We need more libraries where the books aren’t sorted by popularity. We need more parks that aren’t ‘landscaped’ to death. We need to allow ourselves to be bored, to be confused, and to be overwhelmed by the sheer scale of everything we don’t know. My browser tabs are gone, and my 23-page research plan is now a series of vague memories. Good. I’ll start with the fingerprint on page 73. I’ll start with the smell of the old ink. I’ll start with the fact that I’m currently sneezing for the 13th time since I started writing this. It’s messy. It’s unoptimized. It’s the most honest thing I’ve done all year.

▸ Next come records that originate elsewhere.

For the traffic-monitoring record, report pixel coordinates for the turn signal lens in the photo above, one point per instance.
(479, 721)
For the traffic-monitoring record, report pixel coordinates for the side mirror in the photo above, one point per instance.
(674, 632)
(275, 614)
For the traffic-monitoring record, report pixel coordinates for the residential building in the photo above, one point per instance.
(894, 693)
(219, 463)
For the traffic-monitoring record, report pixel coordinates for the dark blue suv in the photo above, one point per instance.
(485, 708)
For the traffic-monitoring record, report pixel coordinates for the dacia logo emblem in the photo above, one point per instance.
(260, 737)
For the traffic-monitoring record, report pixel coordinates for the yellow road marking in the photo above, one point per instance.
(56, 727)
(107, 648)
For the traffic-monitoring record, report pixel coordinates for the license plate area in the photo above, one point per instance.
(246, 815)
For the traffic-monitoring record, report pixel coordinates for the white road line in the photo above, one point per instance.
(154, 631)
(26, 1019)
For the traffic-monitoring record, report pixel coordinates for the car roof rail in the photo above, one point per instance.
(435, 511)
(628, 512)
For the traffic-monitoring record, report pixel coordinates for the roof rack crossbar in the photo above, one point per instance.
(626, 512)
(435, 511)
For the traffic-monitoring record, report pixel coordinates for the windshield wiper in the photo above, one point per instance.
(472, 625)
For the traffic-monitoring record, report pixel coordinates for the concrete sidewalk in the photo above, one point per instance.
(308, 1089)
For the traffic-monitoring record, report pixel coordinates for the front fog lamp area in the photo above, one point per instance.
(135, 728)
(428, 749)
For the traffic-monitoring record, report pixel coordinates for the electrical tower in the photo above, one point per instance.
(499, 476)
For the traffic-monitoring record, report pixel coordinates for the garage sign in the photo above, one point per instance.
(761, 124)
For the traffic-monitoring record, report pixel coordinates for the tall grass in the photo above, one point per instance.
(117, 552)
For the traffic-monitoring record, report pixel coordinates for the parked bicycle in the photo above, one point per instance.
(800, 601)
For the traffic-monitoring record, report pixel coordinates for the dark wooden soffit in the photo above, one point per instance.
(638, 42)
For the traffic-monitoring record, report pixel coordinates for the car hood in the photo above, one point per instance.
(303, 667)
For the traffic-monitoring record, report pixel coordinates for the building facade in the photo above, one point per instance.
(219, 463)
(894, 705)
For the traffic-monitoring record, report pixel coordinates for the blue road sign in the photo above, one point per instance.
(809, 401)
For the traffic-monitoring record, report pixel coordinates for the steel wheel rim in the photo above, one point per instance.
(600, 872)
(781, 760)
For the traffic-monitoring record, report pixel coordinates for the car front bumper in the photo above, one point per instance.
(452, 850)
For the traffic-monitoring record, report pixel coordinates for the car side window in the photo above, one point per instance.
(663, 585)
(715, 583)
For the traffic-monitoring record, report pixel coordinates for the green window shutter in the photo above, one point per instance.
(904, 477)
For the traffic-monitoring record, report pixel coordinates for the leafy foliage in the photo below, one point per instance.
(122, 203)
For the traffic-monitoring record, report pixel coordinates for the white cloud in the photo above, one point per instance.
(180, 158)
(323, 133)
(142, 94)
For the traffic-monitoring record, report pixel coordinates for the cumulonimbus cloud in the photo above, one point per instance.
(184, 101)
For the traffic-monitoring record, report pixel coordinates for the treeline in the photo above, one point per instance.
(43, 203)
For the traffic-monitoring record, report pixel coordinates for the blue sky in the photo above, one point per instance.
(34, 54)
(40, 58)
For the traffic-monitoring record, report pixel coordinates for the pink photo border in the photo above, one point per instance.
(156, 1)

If you find yourself constantly organizing your life into folders, categories, and ‘goals,’ try deleting one. Just one. See what happens when you let the information sit there, unsorted and wild. You might find that the thing you were trying to organize was the very thing that was meant to change you. We don’t need more curators; we need more explorers who are willing to get their hands dirty in the archives of the everyday. I’m going to go get a glass of water, and then I’m going to open ledger number 13. I won’t Google what’s inside before I look. I’ll just look. And in that looking, maybe I’ll finally find something that hasn’t been pre-approved for my enjoyment. Something real. Something that doesn’t fit into any of my remaining tabs.